What is Cloud Assessment?
In accordance with NUS Cloud Policy, cloud assessment is required before an off-campus computing service is used. Off-campus computing service, also referred to as cloud service or solution, includes but is not limited to software, applications, application programming interface, development platforms, and IT infrastructure such as databases, storage, servers etc.
Cloud assessment comprises both Cloud Service Provider (CSP) and department readiness assessments. The Cloud Service Provider (CSP) readiness will be assessed by both NUS IT and ORMC on its technical and security capabilities, and personal data/privacy compliance respectively. The Department’s readiness will be assessed by themselves with ORMC on its business & legal risks, internal personal data management process as well as personal data protection impact assessment respectively. Department should consult the NUS Office of Legal Affairs (OLA) on matters related to contractual agreement.
An Assessed Cloud is a cloud solution when the CSP readiness has already been evaluated by both NUS IT and ORMC’s PDP unit and is commonly used by the University community. The Cloud Service Provider readiness assessment will generally take up to 2 months on average. With the assessed cloud, the overall assessment duration will be reduced as users of a department can just focus on the department readiness assessment.
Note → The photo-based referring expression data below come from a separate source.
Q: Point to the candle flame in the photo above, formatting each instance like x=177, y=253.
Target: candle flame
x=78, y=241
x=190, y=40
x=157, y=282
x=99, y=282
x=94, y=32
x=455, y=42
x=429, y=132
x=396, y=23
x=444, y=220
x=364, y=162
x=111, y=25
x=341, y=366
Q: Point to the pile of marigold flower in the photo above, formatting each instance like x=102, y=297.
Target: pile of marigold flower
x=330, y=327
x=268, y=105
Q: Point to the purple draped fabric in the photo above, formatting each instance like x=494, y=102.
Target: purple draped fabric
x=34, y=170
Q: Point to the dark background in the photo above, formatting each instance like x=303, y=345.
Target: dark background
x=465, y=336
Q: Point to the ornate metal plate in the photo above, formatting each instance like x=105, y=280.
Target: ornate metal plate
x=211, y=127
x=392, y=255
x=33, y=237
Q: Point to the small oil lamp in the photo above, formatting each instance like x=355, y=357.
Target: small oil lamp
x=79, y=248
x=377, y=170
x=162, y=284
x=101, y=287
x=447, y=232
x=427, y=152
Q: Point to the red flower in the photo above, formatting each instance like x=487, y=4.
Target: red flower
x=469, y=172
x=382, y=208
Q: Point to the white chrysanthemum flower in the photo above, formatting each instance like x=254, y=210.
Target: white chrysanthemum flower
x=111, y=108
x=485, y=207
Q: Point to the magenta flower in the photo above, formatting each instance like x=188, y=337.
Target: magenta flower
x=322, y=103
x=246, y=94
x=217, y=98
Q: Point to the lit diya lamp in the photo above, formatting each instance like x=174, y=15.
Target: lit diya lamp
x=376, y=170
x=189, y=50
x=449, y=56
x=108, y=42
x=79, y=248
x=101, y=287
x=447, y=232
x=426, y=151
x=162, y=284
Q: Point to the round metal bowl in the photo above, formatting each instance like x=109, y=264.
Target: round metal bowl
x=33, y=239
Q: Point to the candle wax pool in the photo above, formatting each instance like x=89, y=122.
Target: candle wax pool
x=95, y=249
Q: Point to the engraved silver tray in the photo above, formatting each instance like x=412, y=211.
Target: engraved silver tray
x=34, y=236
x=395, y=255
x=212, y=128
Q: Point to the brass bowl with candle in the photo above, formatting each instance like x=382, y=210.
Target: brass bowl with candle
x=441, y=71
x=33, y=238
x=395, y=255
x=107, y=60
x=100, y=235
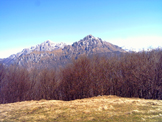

However, not all the clouds assessed for CSP readiness will be accorded “Assessed Cloud”, as these include conditional approved clouds and clouds that are specific to department use.
When is Cloud Assessment Required?
A cloud solution must be evaluated and approved prior to procurement.
How to Submit Cloud Assessment?
Cloud assessment should be submitted via the NUS Cloud Assessment app, nCloudAssess, available at https://nusit.nus.edu.sg/cloud-assessment/nCloudAssess. If a cloud solution has already been assessed, i.e. deemed “Assessed Cloud”, and is centrally supported by Centre of Instructional Technology (CIT) or NUS Information Technology (IT), then users do not need to submit cloud assessment for this solution. If the Assessed Cloud is not centrally supported by CIT or NUS IT, users will have to submit a department readiness assessment for the intended cloud solution.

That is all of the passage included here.